Q: The more I collect upfront, the more refunds I am sending after insurance pays. Is this a good or bad thing?
JN: This tells me that you have taken all the advice out there and shifted your collections process to collecting as much upfront as possible. It is good to have credits as a result. However, I would suggest spending some time to determine the cause of the credits. Credits are often related to an incorrect fee schedule or a contract being used when patient estimates are created. This is a fairly simple adjustment to make either within your ASC software system by importing or attaching the correct contract or updating a calculator your verification team uses.
Another common cause of credits is when high deductible amounts are applied to patient estimates and are then collected by both the surgeon office and ASC. To reduce the likelihood of this occurring may require collaboration with your surgeons' offices around when the surgery center claim gets billed versus when the surgeon's claim is billed. Whoever is first should collect a higher percentage of the deductible up front.

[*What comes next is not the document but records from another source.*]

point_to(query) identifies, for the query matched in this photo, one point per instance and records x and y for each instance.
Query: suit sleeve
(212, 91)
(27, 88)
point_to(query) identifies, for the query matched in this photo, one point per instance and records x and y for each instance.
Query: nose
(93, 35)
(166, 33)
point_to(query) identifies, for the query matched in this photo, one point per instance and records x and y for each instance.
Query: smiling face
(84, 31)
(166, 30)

While these aren't the only reasons credits occur, they are worth considering in your research. You can also solicit feedback from the team responsible for managing your credits, as they are often the first to spot trends concerning credits and may be able to share what could be the cause of this accounts receivable problem.

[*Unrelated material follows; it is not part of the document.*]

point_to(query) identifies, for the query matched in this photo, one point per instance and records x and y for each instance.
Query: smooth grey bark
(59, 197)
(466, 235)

Q: I've never liked scripting. I think it comes across as "robotic." Any advice on how to use scripting and make it more human?
JN: The biggest piece of advice I have here is instead of writing your scrips out word for word, give guidance in the way of bullet points that include the type of information staff is expected to relay or can consider covering — if they believe it would be helpful — for various scenarios. This allows the representatives speaking to patients to be authentic in their communication style while better ensuring they cover all the important pieces and parts of the message being delivered.
Another best practice: practice, practice, practice. You can do so with roleplay scenarios or through coaching with live scenarios. With practice, patient communications will eventually start to become natural, skillful, swift, and steady.